以AlexNet和ResNet18为例，测试这两个模型在RTX2080ti上的计算性能

In [3]:
import torchvision
alexnet = torchvision.models.alexnet()
resnet18 = torchvision.models.resnet18()

In [4]:
alexnet_flops,_,alexnet_mem = autoqnn.utils.get_flops_params_mems(alexnet,(2,3,224,224),32,32,"alexnet")
resnet_flops,_,resnet_mem = autoqnn.utils.get_flops_params_mems(resnet18,(2,3,224,224),32,32,"resnet18")
# !pip install thop

Flops, Params and Mems of alexnet is [0.71GFLOPs,61.10M, 237.31M]
Flops, Params and Mems of resnet18 is [1.82GFLOPs,11.69M, 75.23M]


In [None]:
计算两个模型的计算强度（flops/mem）

In [5]:
alexnet_compintensity = alexnet_flops/alexnet_mem
resnet_compintensity = resnet_flops/resnet_mem
print(alexnet_compintensity,resnet_compintensity)

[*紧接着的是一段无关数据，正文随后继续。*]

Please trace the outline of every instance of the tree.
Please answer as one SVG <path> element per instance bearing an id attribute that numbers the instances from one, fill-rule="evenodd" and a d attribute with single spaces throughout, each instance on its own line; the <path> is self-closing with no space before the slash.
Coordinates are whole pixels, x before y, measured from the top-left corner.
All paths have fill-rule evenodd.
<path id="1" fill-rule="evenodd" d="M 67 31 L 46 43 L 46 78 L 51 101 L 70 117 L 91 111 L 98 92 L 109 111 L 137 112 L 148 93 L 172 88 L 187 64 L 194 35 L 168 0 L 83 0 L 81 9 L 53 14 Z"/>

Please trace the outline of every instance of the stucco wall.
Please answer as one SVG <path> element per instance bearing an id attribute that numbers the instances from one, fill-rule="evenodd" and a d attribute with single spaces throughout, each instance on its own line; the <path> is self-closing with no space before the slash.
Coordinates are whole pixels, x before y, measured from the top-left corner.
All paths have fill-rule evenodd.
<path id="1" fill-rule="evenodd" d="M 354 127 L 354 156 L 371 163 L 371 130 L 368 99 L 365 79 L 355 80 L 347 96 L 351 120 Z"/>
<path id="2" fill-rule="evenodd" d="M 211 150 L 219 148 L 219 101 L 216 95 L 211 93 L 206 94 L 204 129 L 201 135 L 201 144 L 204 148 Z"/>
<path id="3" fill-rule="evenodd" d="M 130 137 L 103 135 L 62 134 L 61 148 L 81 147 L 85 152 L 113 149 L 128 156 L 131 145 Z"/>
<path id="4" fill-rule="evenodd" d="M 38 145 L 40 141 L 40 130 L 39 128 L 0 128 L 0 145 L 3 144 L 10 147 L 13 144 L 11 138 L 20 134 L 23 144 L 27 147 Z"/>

2.872081575209959 23.060971033535996


获取计算设备的计算强度上限

In [6]:
gpus={
# device_name:[FLOPS, Bandwidth, Power]
#      "QS-855+":[1.032*10**12,34.1*2**30,10],
#      "QS-888+":[1.72*10**12,51.2*2**30,10],
    "1080ti":[10.616*10**12,484*2**30,250],
     "2080ti":[11.75*10**12,616*2**30,250],
     "3090":[29.28*10**12,936.2*2**30,350],
#      "A6000":[31.29*10**12,768*2**30,300]
     }
def get_device_roofline(devices,max_I=30):
    devices_Is={k:v[0]/v[1] for k,v in devices.items()}
    devices_lines={}
    for k in devices.keys():
        I = devices_Is[k]
        f = devices[k][0]/10**12
        b = devices[k][1]
        line1=[[0,I],[0,f]]
        line2=[[I,max_I],[f,f]]
        devices_lines[k] = [line1,line2]
    return devices_Is, devices_lines
gpus_Is, gpus_lines = get_device_roofline(gpus)

In [12]:
devices={# device_name:[FLOPS, Bandwidth, Power]
     "QS-855+":[1.032*10**12,34.1*2**30,10],
     "QS-888+":[1.72*10**12,51.2*2**30,10],
     "1080ti":[10.616*10**12,484*2**30,250],
     "2080ti":[11.75*10**12,616*2**30,250],
     "3090":[29.28*10**12,936.2*2**30,350],
     "A6000":[31.29*10**12,768*2**30,300],
     "Xeon E5-2678 v3":[1.9/2*10**12,68*2**30,120],
     "Apple A14 Bionic":[1.536*10**12,34.1*2**30,10],
     "Kirin 9000":[2.332*10**12,44*2**30,10],
     }

def get_attainable_FLOPS(model,device_key,w_bit=32,a_bit=32,model_name="model"):
    '''
    The candidate devices includes: 
    ['QS-855+', 'QS-888+', '1080ti', '2080ti', '3090', 'A6000', 'Xeon E5-2678 v3',
    'Apple A14 Bionic', 'Kirin 9000']
    '''
    # get model computing intensity
    flops,_,mems=autoqnn.utils.get_flops_params_mems(model,(2,3,224,224),32,32,model_name)
    intensity = flops/mems
    # get device computing intensity
    flops,bandwidth,_ = devices.get(device_key)
    device_intensity = flops/bandwidth
    # get attainable performance
    if intensity>=device_intensity:
        attainable_flops = flops
        print("%s is Compute-bound model"%(model_name))
    else:
        # model_flops/model_mems * device_bandwidth
        attainable_flops = intensity*bandwidth
        print("%s is IO-bound model"%(model_name))
    return attainable_flops

In [16]:
alexnet_af = get_attainable_FLOPS(alexnet,gpus["2080ti"],model_name="alexnet")
print("Attainable FLOPS is %.4f GFLOPS"%(alexnet_af/1000**3))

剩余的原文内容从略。